USC Keck School of Medicine and Children's Hospital Los Angeles, 4650 Sunset Blvd, Los Angeles, CA, 90027, USA.
Children's Hospital Los Angeles, 4650 Sunset Blvd, Los Angeles, CA, 90027, USA.
Microbiome. 2018 Sep 10;6(1):155. doi: 10.1186/s40168-018-0543-z.
Recent advances in sequencing technologies and bioinformatics tools have allowed for large-scale microbiome studies that are rapidly advancing medical research. However, small changes in technique or analysis can significantly alter the results and lead to conflicting findings. Quantifying the technical versus biological variation expected in targeted 16S rRNA gene sequencing studies and how this variation changes with input biomass is critical to guide meaningful interpretation of the current literature and plan future research.

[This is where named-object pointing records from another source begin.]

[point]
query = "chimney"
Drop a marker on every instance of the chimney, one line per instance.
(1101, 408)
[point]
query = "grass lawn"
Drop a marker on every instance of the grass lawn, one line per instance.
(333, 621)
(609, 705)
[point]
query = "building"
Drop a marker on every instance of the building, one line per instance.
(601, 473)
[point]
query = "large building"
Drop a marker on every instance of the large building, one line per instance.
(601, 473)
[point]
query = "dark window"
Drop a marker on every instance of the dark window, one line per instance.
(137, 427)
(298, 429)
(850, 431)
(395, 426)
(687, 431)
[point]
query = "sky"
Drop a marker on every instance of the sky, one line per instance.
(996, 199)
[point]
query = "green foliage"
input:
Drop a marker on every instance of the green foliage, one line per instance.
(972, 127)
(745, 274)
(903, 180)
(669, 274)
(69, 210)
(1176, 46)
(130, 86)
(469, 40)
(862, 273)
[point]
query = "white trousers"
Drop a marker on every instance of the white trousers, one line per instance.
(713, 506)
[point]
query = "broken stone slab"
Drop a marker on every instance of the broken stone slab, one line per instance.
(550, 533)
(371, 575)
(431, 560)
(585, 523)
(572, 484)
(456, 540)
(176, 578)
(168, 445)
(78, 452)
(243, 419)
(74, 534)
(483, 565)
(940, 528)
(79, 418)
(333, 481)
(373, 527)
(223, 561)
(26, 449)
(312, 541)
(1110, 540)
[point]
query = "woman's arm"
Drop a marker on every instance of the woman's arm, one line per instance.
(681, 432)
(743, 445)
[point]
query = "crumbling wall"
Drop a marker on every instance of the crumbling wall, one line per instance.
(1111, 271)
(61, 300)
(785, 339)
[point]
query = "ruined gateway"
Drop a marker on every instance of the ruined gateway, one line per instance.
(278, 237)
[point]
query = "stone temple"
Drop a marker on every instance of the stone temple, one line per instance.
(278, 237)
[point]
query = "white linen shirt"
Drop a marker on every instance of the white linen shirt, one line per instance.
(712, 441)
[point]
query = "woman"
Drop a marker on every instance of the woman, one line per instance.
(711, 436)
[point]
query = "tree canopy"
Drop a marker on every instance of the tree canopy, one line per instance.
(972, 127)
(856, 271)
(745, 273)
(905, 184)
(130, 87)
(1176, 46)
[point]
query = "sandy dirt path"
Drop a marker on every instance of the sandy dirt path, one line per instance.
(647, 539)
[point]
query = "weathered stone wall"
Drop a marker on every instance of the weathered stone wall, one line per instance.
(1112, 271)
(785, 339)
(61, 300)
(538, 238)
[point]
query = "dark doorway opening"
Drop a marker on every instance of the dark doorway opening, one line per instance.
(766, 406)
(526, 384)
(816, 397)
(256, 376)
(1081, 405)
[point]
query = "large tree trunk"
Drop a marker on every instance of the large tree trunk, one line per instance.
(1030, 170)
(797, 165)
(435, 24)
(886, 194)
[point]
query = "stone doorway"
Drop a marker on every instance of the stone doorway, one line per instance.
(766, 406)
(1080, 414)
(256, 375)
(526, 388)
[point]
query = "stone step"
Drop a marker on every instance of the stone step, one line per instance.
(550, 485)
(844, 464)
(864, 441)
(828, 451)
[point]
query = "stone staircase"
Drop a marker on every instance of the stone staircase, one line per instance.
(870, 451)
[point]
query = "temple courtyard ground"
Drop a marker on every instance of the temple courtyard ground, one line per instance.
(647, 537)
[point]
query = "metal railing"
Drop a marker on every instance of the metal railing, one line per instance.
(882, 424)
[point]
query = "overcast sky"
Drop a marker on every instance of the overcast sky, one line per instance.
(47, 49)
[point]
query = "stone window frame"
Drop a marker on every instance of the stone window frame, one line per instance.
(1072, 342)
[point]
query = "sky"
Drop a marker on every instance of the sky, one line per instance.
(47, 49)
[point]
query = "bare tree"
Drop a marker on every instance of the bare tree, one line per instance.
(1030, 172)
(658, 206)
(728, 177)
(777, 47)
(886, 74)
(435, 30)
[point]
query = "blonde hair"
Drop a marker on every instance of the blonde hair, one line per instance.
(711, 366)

Data were compiled from 469 sequencing libraries across 19 separate targeted 16S rRNA gene sequencing runs over a 2.5-year time period. Following removal of contaminant sequences identified from negative controls, 244 samples retained sufficient reads for further analysis. Coefficients of variation for intra- and inter-assay variation from repeated measurements of a bacterial mock community ranged from 8.7 to 37.6% (intra) and 15.6 to 80.5% (inter) for all but one genus of bacteria whose relative abundance was greater than 1%. Intra- versus inter-assay Bray-Curtis pairwise distances for a single stool sample were 0.11 versus 0.31, whereas intra-assay variation from repeat stool samples from the same donor was greater at 0.38 (Wilcoxon p = 0.001). A dilution series of the bacterial mock community was used to assess the effect of input biomass on variability. Pairwise distances increased with more dilute samples, and estimates of relative abundance became unreliable below approximately 100 copies of the 16S rRNA gene per microliter. Using this data, we created a prediction model to estimate the expected variation in microbiome measurements for given input biomass and relative abundance values.
Well-controlled microbiome studies are sufficiently robust to capture small biological effects and can achieve levels of variability consistent with clinical assays. Relative abundance is negatively associated with measures of variability and has a stronger effect on variability than does absolute biomass, suggesting that it is feasible to detect differences in bacterial populations in very low-biomass samples. Further, by quantifying the effect of biomass and relative abundance on compositional variability, we developed a tool for defining the expected variance in a given microbiome study.
测序技术和生物信息学工具的最新进展使得大规模微生物组研究得以快速推进医学研究。然而,技术或分析上的微小变化会显著改变结果,并导致相互矛盾的发现。量化靶向 16S rRNA 基因测序研究中预期的技术与生物学变异性,以及这种变异性如何随输入生物量而变化,对于指导当前文献的有意义解释和规划未来的研究至关重要。
数据来自 19 个独立靶向 16S rRNA 基因测序运行的 469 个测序文库,时间跨度为 2.5 年。在去除阴性对照中鉴定出的污染序列后,有 244 个样本保留了足够的读数进行进一步分析。从细菌模拟群落的重复测量中得出的内和间测定变异系数范围为 8.7%至 37.6%(内)和 15.6%至 80.5%(间),除了一个相对丰度大于 1%的细菌属外。单个粪便样本的内-间 Bray-Curtis 成对距离为 0.11,而同一供体的重复粪便样本的内-间测定变异系数为 0.31(Wilcoxon p = 0.001)。细菌模拟群落的稀释系列用于评估输入生物量对变异性的影响。成对距离随稀释样品的增加而增加,并且在每个微升 16S rRNA 基因约 100 个拷贝以下,相对丰度的估计变得不可靠。使用这些数据,我们创建了一个预测模型,以估计给定输入生物量和相对丰度值下微生物组测量的预期变异性。
经过良好控制的微生物组研究具有足够的稳健性,可以捕获微小的生物学效应,并达到与临床检测一致的变异性水平。相对丰度与变异性测量值呈负相关,并且对变异性的影响大于绝对生物量,这表明在非常低生物量的样本中检测细菌种群的差异是可行的。此外,通过量化生物量和相对丰度对组成变异性的影响,我们开发了一种工具,用于定义给定微生物组研究中的预期方差。